By your previous work, then, $-\alpha^3(\alpha-1)(1+\alpha)=0$, so the only possible values of $\alpha$ that can give us a solvable system are $\alpha=0$, $\alpha=-1$, and $\alpha=1$. We simply check the system in each case to see if it actually is solvable.

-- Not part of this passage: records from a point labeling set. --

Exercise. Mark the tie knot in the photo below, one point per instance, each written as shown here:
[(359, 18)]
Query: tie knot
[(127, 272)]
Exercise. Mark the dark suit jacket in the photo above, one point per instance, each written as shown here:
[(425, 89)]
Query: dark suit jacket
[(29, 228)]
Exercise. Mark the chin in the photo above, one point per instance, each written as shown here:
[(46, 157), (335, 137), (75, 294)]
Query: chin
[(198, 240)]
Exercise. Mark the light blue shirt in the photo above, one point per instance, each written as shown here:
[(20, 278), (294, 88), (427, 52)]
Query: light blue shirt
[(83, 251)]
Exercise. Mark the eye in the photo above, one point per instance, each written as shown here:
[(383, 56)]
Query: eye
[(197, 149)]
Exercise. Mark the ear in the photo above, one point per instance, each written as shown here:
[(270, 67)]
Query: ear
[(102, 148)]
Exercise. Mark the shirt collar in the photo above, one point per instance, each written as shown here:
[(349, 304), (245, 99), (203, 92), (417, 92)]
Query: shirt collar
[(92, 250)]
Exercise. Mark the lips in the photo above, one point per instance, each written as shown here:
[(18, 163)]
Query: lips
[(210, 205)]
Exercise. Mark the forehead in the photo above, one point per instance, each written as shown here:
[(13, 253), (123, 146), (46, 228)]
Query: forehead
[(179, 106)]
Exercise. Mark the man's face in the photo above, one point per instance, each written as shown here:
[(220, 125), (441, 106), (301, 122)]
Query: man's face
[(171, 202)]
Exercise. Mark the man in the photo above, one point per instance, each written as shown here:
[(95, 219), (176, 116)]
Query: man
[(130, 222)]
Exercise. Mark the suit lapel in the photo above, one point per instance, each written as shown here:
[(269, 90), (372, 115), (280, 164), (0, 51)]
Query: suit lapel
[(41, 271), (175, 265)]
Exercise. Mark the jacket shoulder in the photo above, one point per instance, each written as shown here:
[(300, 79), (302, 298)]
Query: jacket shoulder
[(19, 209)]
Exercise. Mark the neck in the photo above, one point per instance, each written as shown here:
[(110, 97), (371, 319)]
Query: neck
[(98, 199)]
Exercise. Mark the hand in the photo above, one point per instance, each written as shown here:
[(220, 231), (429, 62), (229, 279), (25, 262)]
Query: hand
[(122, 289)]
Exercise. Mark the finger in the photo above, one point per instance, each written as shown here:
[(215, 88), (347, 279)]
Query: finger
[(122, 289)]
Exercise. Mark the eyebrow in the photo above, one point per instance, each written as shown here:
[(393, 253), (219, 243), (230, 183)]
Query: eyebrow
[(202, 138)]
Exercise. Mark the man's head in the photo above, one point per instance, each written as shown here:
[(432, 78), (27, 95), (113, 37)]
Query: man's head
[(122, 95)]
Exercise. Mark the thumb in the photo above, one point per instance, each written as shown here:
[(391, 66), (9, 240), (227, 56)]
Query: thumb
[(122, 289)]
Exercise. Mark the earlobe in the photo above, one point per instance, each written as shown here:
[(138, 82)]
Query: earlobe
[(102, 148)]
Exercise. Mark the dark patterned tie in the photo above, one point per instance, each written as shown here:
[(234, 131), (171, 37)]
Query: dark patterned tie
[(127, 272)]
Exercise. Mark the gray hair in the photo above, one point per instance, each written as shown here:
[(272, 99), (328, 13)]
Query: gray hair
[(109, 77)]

If $\alpha=0$, we readily get $x_1=x_2=0$, $x_3=1$ as the unique solution; similarly for $\alpha=-1$. However, if we put $\alpha=1$, then the second equation becomes $x_1+x_2+x_3=1,$ but the fourth equation becomes $x_1+x_2+x_3=-1,$ so $\alpha=1$ does not give us a solvable system.